What all of this just might mean is that - in a situation that most people haven't thought of - the government totally failed to secure all of the material and evidence found at the crash-site. The result? Crucial data was circulating all around the place. And the military - racing around like headless chickens - were trying to get the whole thing wrapped up; but, in the process, failing miserably. In a strange situation, kids at the time in the area, like Dee Proctor, probably knew way more back then than any of us do now. Even more than a lot of the military guys ordered to cordon the place, and begin the threats, knew less than Dee ever did. Many people might consider the finding of whatever-it-was that came down on the Foster Ranch as something amazing. But, with huge amounts of missing files, and debris quickly picked up and hidden by the ranchers and locals who were way ahead of the military, you can easily see how and why - for the Air Force - Roswell might become the U.S. government's biggest nightmare.
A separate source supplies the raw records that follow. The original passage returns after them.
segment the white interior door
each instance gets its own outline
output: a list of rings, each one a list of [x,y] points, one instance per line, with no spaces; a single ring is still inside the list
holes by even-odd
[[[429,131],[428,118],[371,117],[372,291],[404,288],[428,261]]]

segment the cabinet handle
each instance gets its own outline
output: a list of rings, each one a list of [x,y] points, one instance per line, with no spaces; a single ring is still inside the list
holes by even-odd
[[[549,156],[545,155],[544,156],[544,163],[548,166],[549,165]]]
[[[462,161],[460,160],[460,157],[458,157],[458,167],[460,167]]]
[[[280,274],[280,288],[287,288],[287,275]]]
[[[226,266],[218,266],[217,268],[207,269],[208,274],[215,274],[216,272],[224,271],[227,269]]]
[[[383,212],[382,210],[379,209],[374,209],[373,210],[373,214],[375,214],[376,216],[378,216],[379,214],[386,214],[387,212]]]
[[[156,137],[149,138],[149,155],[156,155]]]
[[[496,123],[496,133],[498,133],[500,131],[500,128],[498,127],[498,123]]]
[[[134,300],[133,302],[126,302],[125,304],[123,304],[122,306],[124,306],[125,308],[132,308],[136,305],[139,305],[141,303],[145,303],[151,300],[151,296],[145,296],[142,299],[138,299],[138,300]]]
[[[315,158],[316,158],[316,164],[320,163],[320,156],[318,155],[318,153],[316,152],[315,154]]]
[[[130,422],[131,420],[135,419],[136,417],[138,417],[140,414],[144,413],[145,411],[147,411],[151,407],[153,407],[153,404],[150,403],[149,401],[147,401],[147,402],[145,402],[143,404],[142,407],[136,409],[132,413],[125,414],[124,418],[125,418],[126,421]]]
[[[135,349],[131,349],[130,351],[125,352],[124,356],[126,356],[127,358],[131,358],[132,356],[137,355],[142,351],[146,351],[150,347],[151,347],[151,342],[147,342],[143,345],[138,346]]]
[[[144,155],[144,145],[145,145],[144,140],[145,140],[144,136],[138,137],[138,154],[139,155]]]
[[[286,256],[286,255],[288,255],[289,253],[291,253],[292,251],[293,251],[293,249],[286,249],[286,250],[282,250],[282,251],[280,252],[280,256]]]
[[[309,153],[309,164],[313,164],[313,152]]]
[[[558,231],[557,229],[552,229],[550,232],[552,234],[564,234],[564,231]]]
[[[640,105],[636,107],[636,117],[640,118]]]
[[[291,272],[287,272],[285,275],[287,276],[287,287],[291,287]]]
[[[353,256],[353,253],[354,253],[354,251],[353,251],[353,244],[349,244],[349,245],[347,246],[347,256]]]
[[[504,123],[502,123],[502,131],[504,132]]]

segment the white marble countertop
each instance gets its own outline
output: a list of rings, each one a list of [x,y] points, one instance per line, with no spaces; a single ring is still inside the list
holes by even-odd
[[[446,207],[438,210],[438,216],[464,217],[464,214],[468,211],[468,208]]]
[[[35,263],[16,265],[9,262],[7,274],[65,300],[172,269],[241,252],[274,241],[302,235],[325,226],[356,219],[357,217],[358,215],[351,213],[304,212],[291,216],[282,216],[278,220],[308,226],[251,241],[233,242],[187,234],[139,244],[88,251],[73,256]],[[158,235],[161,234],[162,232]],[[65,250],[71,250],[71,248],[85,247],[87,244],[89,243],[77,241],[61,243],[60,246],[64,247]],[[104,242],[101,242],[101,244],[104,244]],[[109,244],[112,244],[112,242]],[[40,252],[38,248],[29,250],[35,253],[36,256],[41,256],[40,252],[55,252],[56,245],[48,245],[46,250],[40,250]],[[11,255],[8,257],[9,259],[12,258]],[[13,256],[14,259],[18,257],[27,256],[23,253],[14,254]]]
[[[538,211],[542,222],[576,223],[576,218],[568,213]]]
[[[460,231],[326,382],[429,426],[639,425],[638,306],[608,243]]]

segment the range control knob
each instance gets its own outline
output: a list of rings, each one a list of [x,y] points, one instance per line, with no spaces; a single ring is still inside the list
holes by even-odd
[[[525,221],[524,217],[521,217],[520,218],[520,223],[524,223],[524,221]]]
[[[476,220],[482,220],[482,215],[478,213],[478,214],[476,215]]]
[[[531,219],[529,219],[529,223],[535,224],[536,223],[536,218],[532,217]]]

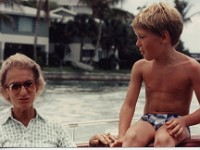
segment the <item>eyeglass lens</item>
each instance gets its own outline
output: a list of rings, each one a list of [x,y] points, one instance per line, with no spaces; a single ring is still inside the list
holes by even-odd
[[[14,82],[14,83],[11,83],[8,88],[11,92],[15,92],[15,93],[18,93],[21,89],[22,86],[25,87],[26,90],[28,91],[33,91],[34,90],[34,82],[31,81],[31,80],[27,80],[25,82]]]

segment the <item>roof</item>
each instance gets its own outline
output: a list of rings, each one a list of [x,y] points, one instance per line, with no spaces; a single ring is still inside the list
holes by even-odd
[[[37,13],[37,9],[32,7],[27,7],[23,5],[13,5],[12,7],[6,6],[5,4],[0,4],[0,11],[3,14],[10,15],[23,15],[29,17],[35,17]],[[41,11],[41,17],[44,17],[44,11]],[[61,18],[62,16],[50,13],[50,17],[52,19]]]
[[[62,6],[66,6],[66,5],[74,6],[74,5],[77,5],[79,2],[79,0],[51,0],[51,1],[54,1]]]
[[[68,16],[75,16],[76,15],[76,13],[74,11],[71,11],[71,10],[66,9],[64,7],[56,8],[54,10],[51,10],[51,12],[54,13],[54,14],[59,14],[59,13],[63,12]]]

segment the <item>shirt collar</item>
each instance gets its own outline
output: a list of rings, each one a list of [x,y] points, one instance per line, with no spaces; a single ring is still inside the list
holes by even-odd
[[[46,117],[40,113],[38,110],[36,110],[36,119],[41,119],[43,121],[47,121]],[[0,117],[0,124],[1,126],[4,125],[8,120],[13,119],[12,115],[12,107],[6,108],[5,110],[1,111],[1,117]]]

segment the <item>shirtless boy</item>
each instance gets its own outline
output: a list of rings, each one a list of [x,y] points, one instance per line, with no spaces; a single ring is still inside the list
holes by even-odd
[[[190,138],[189,126],[200,123],[200,109],[189,114],[193,91],[200,103],[200,65],[175,49],[183,22],[174,7],[153,4],[135,17],[132,27],[144,59],[132,67],[119,140],[112,146],[146,146],[151,141],[154,146],[176,146]],[[143,83],[144,115],[131,126]]]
I can easily see a scenario in which those in government, today, who are still tasked with keeping the truth about Roswell hidden, are terrified not by what is hidden by them, but by what just might be held in someone's old attic. Possibly, something in an old, rusty container buried two-feet-down on the fringes of the old ranch and that, one day, might come to the surface. Or, something amazing under someone's floorboards. Something that might come tumbling out in a way that the government will be completely unable to foresee, control or confiscate. And, solely, because of one reason: the government wasn't right on top of things when it happened.